De même, la séparation de la religion et de l’Etat est une dynamique qui, à chaque période de l’histoire, doit s’appliquer aux problèmes nouveaux qui sont rencontrés. En leur temps, les lois sur la contraception (1969) et l’IVG (1975) ont constitué des avancées laïques qui ont séparé la loi civile et certaines normes religieuses. Cela a donné lieu à de très dures polémiques. Ainsi l’association Laissez-les–vivre affirmait explicitement que la « liberté de l’avortement » conduit à la « liberté de meurtre » : « Chacun pourra forniquer librement, sans retenue et sans remords, en promettant au four crématoire (sic) le fruit de ses exploits érotiques » (1) ! Mais, déjà, certains avaient une vision réductrice de la laïcité, qui, à l’époque, tendait à la ramener essentiellement au problème des subventions publiques aux écoles privées sous contrat. Le camp laïque, à mon avis, ne s’est pas assez investi en tant que tel dans ces combats, n’a pas assez mis en avant la laïcité comme extension des droits de chacun et possibilité d’adopter librement une pluralité de conceptions du monde et de la vie.

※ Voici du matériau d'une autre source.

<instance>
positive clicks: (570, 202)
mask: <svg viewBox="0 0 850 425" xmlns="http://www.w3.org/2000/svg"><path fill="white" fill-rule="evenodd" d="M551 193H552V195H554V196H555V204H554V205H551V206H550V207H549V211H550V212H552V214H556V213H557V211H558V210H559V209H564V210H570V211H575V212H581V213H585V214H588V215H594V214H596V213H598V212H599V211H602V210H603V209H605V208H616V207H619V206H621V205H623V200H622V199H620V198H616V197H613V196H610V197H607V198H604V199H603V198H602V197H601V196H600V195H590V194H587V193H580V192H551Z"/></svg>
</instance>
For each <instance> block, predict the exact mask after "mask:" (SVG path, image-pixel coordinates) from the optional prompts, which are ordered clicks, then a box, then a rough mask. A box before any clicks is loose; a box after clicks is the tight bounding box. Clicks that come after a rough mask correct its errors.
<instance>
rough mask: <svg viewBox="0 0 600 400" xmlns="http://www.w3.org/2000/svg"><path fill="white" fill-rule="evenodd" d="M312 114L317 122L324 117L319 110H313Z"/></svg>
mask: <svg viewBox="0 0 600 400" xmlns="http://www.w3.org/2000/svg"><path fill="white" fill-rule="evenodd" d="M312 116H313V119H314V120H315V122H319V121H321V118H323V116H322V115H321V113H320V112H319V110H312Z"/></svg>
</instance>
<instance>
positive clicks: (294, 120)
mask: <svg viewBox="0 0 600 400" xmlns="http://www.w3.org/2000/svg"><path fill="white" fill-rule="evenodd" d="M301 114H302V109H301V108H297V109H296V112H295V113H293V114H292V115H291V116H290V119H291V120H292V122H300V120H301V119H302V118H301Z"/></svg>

C’est cette laïcité, garante du pluralisme et de nouveaux droits, qui doit toujours être promue. Mettre l’accent sur ce point permet d’ailleurs de faire preuve de modestie. Dans les années 1960, les femmes qui voulaient avoir accès à la contraception étaient obligées de commander diaphragmes ou stérilets (les moyens les plus utilisés alors) en Grande-Bretagne, via le Planning Familial. Autant dire que ce n’était pas facile et qu’un pays ayant gardé une religion officielle garantissait mieux que nous des libertés laïques. Pour le mariage entre personnes du même sexe, 13 pays ont précédé la France, dont certains de culture catholique comme l’Argentine, la Belgique, l’Espagne. Le Canada, dont certains voudraient opposer le multiculturalisme libéral à « notre » laïcité, a également opéré cette réforme avant nous. On ne peut vraiment pas dire que la France soit à l’avant-garde de la laïcité ! Le combat doit être continué, avec ténacité. Un autre grand débat laïque se profile à l’horizon, celui du libre choix de sa mort quand on estime que sa vie est tellement délabrée qu’elle ne fait plus sens. Nous aurons l’occasion d’en reparler.
(1) Cité par J.-Y. Le Naour-C. Valenti, Histoire de l’avortement, Paris, Seuil, 2003, p. 227.